PROFILO

Perseverare necesse est

Perseverare non era esattamente un verbo di moda prima della pandemia e dell’invio della sonda su Marte.

Persistere, nonostante le difficoltà o i ritardi per raggiungere un obiettivo, non era nelle corde di tutti. D’altra parte, lo stesso vocabolario della lingua italiana prevede la parola successo prima della parola sudore e dunque perché fare fatica?

Un tempo non lontano tutto sembrava raggiungibile, tutto sembrava in costante miglioramento, tutto sembrava facile e le scorciatoie erano preferite alla via maestra. Poi è arrivata la pandemia, mentre il Paese cercava di risollevarsi dalla crisi finanziaria ed è risultato evidente che i progressi economici e collettivi non erano così semplici da raggiungere; che le scorciatoie avevano aumentato le diseguaglianze sociali; che i diritti che sembravano acquisiti non erano affatto scontati.

Da lì il necessario ricorso alla perseveranza, al sacrificio della socialità, della libertà di movimento, del diritto al lavoro; perseverare per ritrovare soluzioni eque e solidali alla crisi generale.

Oggi il verbo perseverare sembra essere tornato di moda, come lo fu dal ’45 al ’60 del secolo scorso, quando perseveranza, solidarietà e voglia di fare consentirono all’Italia di passare da Paese povero e arretrato a quinta potenza industriale del mondo. Forse quello sforzo è irripetibile, come lo sono i risultati raggiunti allora. Sappiamo però che la perseveranza fa miracoli, come dimostra la sonda arrivata su Marte!

Il diritto e l’ottimismo
ovvero il diritto all’ottimismo

Le regole della vita associata sono di diversa natura, ma tutte (o quasi) trovano la loro base nel diritto.
E il diritto cerca di dare regole al futuro, sulla  base delle esperienze passate.

Spesso il diritto non riesce a regolare la complessità della vita umana, lo sviluppo della tecnologia, dell’economia e della finanza, rendendo necessaria l’interpretazione delle norme e il loro superamento.
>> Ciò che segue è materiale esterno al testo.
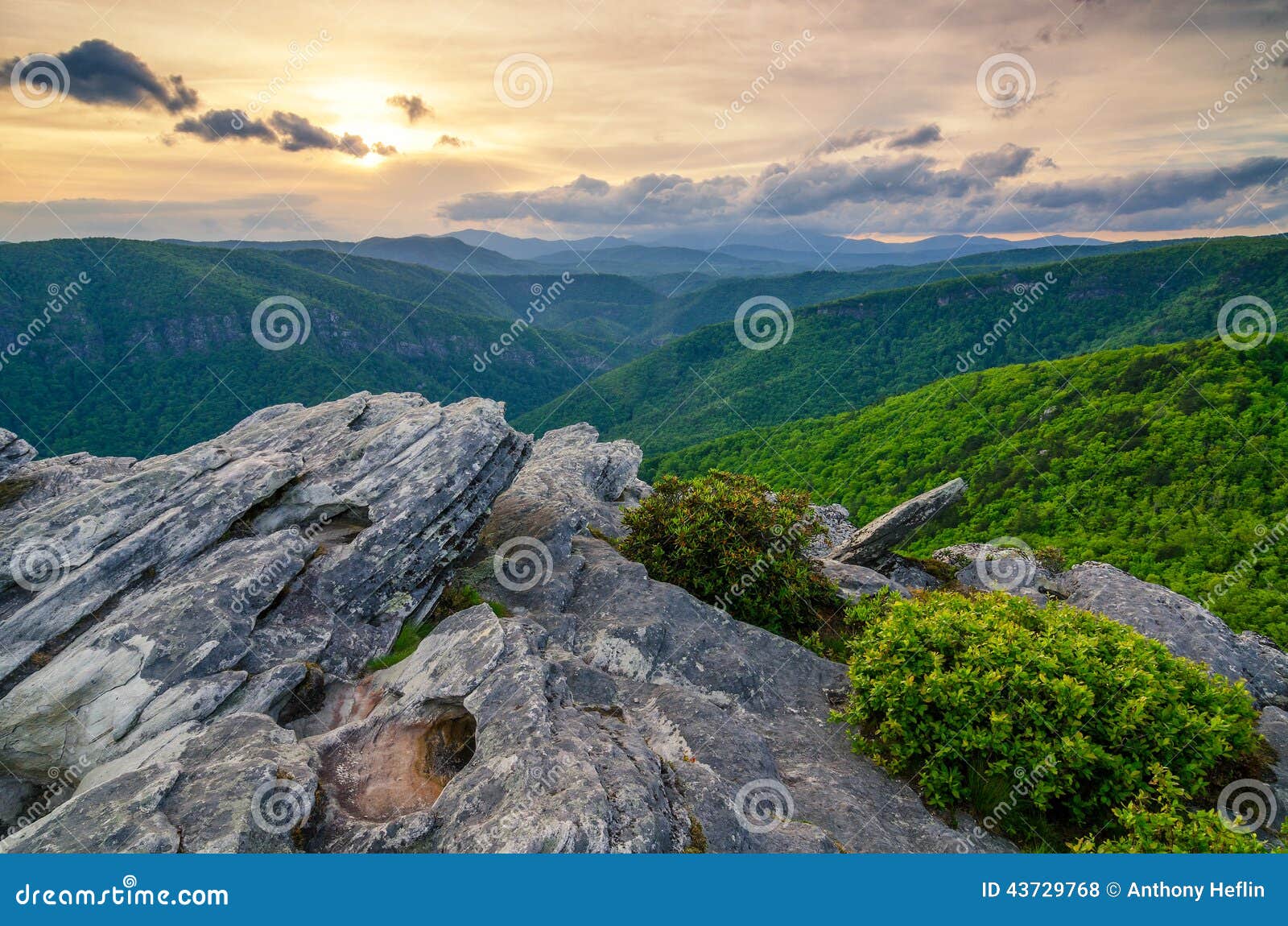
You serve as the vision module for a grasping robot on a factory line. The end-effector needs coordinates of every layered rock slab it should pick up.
[0,393,530,787]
Ma sicuramente il diritto guarda al futuro, vuole regolamentare quello che avverrà.

Per questo si può dire che il diritto si basi sull’ottimismo.
Ottimismo che continui la forma politica-economica della società che si vuole regolare.

Ottimismo che le regole siano efficienti.
Ottimismo che le regole siano rispettate.

Anche il lavoro dell’avvocato peraltro si basa, in parte almeno, sull’ottimismo.
Ottimismo per la propria capacità di tradurre le norme e la loro applicazione al semplice cittadino, all’imprenditore, al giudice, all’artigiano, all’insegnante che le devono osservare e al giudice che le deve applicare.

Ottimismo per la propria capacità di convincere ad evitare dispendiosi e lunghi conflitti, trovando la soluzione che realizzi l’interesse del proprio assistito.

Ottimismo per la propria capacità di  convincere il giudice (quando il conflitto è necessario o inevitabile)  delle ragioni del proprio assistito.

Ottimismo sulla capacità degli italiani e di tutti i cittadini del mondo di proteggersi e proteggere gli altri, continuando a vivere, a lavorare, a studiare (quasi) come se nulla fosse cambiato.

Abbiamo tutti diritto di essere ottimisti.
Abbiamo tutti il dovere di essere ragionevolmente e costantemente ottimisti.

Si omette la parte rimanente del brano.